For anyone else wondering how to imitate that:

n17n2MG.png

1
 
A phenomenon which is rarely taken in account in phonetic evolutions of dialects and standards is that whatever the different results of evolution, language evolved quicker and in a"more natural" way when it is not academically learned and written. This can play in bilinguism depending on the dates of learning of a new (dominant) language with a link to intensity of scholarisation; the learners changing language rather lately in a scholarised standardised system can reproduce correctly sounds they would have expelled in their native language.
Thanks to Jose Luis and AnthrogenicaMember - Wiki is not always perfect but this abstract is interesting and seems serious.
 
In the Iberian Peninsula, there are some inscriptions from the time of the Roman Empire, in local languages using the Latin alphabet, but as a general rule, the populations of peninsular origin were very far from the literate because literate belonged to the administrative and erudite elite (a tiny minority in the crowds of the Empire), as such, writing must have had little influence in the process of formation of the Latin vernaculars on the Iberian peninsula.
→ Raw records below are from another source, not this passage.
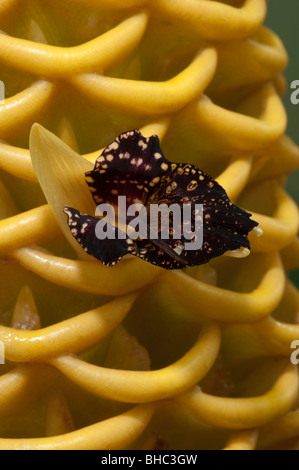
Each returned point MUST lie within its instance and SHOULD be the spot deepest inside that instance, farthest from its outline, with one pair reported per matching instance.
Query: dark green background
(283, 19)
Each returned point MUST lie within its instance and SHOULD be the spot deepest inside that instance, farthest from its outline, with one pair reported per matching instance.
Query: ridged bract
(135, 356)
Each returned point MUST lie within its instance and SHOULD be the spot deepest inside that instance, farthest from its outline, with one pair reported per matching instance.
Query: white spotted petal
(60, 172)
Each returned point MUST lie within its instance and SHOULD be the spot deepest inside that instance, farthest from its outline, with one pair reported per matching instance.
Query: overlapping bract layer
(205, 77)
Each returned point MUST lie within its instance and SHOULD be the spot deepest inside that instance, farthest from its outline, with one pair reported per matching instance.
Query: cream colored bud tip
(241, 253)
(258, 231)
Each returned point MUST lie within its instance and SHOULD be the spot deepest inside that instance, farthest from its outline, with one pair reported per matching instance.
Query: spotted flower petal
(135, 167)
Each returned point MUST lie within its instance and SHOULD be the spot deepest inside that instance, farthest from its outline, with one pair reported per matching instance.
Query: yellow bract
(204, 353)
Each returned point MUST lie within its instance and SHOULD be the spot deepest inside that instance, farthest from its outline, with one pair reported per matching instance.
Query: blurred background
(283, 18)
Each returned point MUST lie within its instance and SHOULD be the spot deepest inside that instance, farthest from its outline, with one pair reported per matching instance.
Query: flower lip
(134, 167)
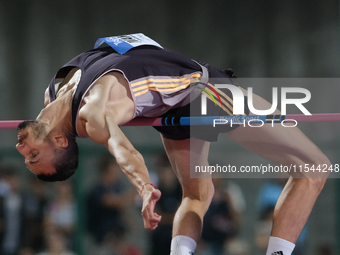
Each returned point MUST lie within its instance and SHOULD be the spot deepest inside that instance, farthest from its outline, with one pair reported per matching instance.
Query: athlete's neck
(58, 114)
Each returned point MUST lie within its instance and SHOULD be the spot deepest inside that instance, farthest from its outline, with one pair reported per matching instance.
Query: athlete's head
(52, 157)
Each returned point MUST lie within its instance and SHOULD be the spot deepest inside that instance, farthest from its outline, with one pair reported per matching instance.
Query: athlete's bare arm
(105, 106)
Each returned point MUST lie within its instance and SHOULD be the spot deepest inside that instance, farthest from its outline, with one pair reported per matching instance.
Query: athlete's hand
(150, 196)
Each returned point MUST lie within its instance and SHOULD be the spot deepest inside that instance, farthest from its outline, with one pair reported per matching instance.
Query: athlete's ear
(60, 140)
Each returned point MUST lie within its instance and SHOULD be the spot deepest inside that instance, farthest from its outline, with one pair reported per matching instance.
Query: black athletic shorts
(203, 132)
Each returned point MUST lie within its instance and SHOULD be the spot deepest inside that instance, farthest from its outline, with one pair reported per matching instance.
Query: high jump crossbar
(210, 120)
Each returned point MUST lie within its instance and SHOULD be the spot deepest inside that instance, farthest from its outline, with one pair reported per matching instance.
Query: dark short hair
(65, 162)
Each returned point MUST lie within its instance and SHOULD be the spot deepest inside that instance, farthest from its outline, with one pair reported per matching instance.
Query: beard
(38, 128)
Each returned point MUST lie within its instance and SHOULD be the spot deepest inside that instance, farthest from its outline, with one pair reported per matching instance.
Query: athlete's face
(35, 147)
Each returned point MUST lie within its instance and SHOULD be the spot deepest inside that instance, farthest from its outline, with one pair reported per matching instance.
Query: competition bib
(123, 43)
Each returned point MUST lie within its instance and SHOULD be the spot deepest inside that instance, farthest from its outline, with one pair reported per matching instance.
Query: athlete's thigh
(184, 155)
(281, 145)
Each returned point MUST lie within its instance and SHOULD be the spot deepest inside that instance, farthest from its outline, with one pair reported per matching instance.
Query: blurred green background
(257, 39)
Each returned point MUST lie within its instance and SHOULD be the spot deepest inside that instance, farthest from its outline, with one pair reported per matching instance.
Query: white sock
(182, 245)
(278, 246)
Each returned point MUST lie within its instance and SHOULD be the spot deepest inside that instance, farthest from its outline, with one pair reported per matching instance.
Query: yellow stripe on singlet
(163, 84)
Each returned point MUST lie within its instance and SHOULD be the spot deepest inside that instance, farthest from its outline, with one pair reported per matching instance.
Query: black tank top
(137, 63)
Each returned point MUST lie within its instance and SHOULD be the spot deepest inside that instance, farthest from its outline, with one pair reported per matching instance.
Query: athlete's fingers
(151, 218)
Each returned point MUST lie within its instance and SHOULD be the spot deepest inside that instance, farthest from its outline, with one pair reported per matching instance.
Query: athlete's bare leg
(286, 146)
(197, 192)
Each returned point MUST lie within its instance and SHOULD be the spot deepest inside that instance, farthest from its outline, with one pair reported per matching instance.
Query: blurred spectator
(267, 198)
(61, 212)
(107, 200)
(323, 249)
(13, 230)
(55, 244)
(222, 220)
(166, 206)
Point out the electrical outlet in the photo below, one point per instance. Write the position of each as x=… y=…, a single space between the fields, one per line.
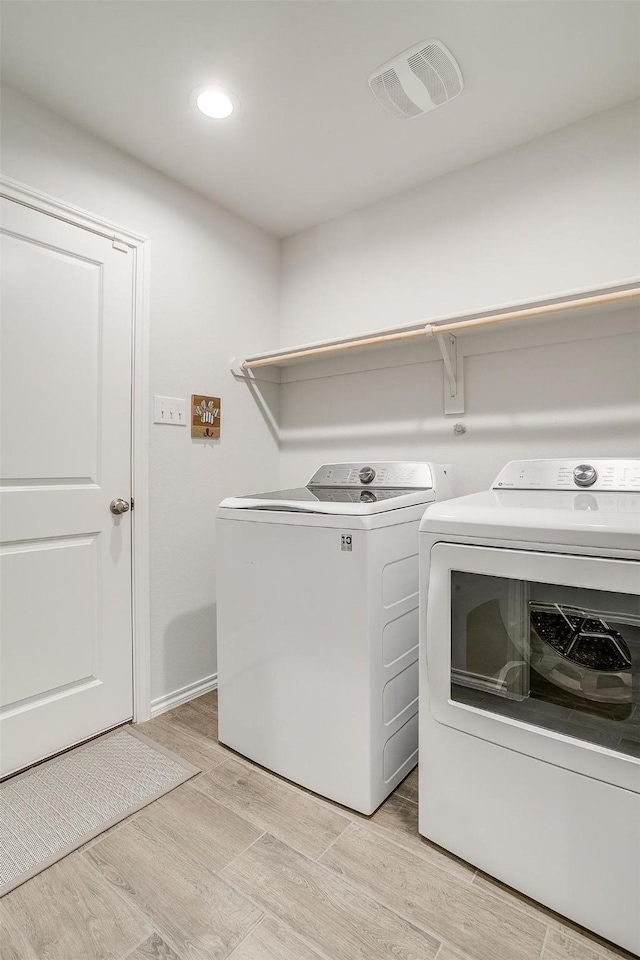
x=170 y=410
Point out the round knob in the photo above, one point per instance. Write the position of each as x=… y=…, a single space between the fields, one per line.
x=585 y=475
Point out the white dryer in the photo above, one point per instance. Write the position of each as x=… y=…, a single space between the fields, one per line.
x=530 y=686
x=318 y=627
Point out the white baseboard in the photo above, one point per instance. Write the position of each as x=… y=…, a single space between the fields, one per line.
x=183 y=695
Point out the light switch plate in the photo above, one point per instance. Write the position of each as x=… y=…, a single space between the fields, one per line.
x=170 y=410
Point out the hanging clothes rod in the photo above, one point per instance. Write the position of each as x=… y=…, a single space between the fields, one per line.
x=441 y=329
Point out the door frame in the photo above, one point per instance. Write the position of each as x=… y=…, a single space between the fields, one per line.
x=139 y=246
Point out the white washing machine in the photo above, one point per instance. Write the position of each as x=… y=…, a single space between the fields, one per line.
x=318 y=627
x=530 y=686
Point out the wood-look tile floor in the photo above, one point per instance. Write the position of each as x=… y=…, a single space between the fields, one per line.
x=239 y=863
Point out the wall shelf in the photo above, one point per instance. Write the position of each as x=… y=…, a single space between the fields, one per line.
x=445 y=331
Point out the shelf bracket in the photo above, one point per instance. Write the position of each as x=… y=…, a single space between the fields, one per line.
x=453 y=369
x=270 y=375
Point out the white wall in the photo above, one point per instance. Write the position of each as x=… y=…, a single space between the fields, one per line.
x=556 y=214
x=214 y=295
x=559 y=213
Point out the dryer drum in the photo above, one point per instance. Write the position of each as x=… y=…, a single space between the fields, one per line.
x=580 y=652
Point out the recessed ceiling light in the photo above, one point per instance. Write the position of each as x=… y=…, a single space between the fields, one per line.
x=214 y=103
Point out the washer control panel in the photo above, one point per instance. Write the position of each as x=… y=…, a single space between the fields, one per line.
x=619 y=475
x=394 y=474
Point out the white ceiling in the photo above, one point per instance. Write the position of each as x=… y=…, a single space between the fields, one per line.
x=309 y=141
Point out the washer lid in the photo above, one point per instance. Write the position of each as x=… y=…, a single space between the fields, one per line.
x=349 y=489
x=332 y=500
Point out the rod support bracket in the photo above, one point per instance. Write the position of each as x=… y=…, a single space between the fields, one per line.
x=453 y=369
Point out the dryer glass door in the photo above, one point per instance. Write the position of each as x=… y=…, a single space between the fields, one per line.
x=540 y=643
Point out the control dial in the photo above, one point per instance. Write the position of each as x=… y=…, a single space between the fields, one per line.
x=585 y=475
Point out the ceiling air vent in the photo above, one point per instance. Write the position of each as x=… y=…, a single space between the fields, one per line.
x=417 y=80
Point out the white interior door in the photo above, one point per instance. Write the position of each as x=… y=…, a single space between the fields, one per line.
x=65 y=453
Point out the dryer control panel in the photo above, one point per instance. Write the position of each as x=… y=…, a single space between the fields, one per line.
x=619 y=475
x=394 y=474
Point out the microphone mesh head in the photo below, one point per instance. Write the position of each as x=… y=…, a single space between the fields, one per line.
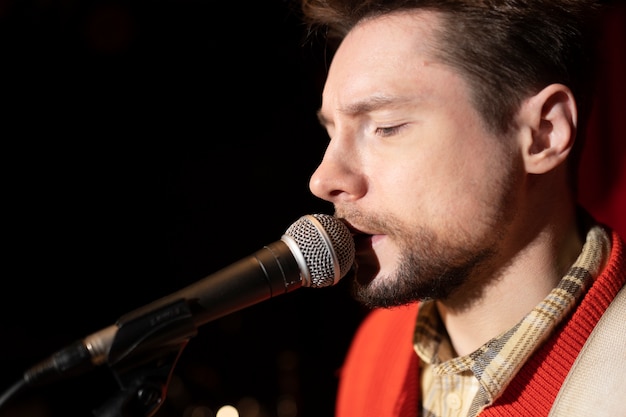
x=326 y=245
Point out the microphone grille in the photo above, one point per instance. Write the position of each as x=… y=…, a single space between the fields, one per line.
x=326 y=245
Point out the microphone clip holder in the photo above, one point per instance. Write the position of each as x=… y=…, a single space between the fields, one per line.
x=143 y=356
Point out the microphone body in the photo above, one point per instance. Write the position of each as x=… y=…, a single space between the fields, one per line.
x=315 y=251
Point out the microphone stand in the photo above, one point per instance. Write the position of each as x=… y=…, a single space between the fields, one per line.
x=143 y=355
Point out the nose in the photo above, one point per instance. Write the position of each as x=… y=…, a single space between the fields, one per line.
x=338 y=179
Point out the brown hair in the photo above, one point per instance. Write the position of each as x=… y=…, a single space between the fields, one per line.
x=506 y=49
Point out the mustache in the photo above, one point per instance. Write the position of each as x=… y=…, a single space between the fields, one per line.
x=360 y=222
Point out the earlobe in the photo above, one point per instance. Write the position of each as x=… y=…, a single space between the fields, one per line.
x=551 y=118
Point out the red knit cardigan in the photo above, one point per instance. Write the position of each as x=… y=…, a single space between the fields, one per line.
x=380 y=375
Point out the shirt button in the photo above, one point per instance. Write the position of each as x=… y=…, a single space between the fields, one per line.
x=453 y=400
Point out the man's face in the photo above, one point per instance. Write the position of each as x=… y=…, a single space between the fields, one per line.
x=410 y=165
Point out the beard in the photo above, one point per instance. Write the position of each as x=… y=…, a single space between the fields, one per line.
x=427 y=269
x=431 y=267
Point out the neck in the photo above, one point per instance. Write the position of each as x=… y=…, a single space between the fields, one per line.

People of European origin, laugh a lot at the exchanges of sounds with which Asians (Japanese, Koreans, Chinese ...) pronounce English but for Asians it is an effort because if a sound does not exist in a language, its speakers can hardly pronounce it and distinguish it in adulthood. When learning Latin, this must have been what happened to the peninsular populations that didn't have the sounds of F and V.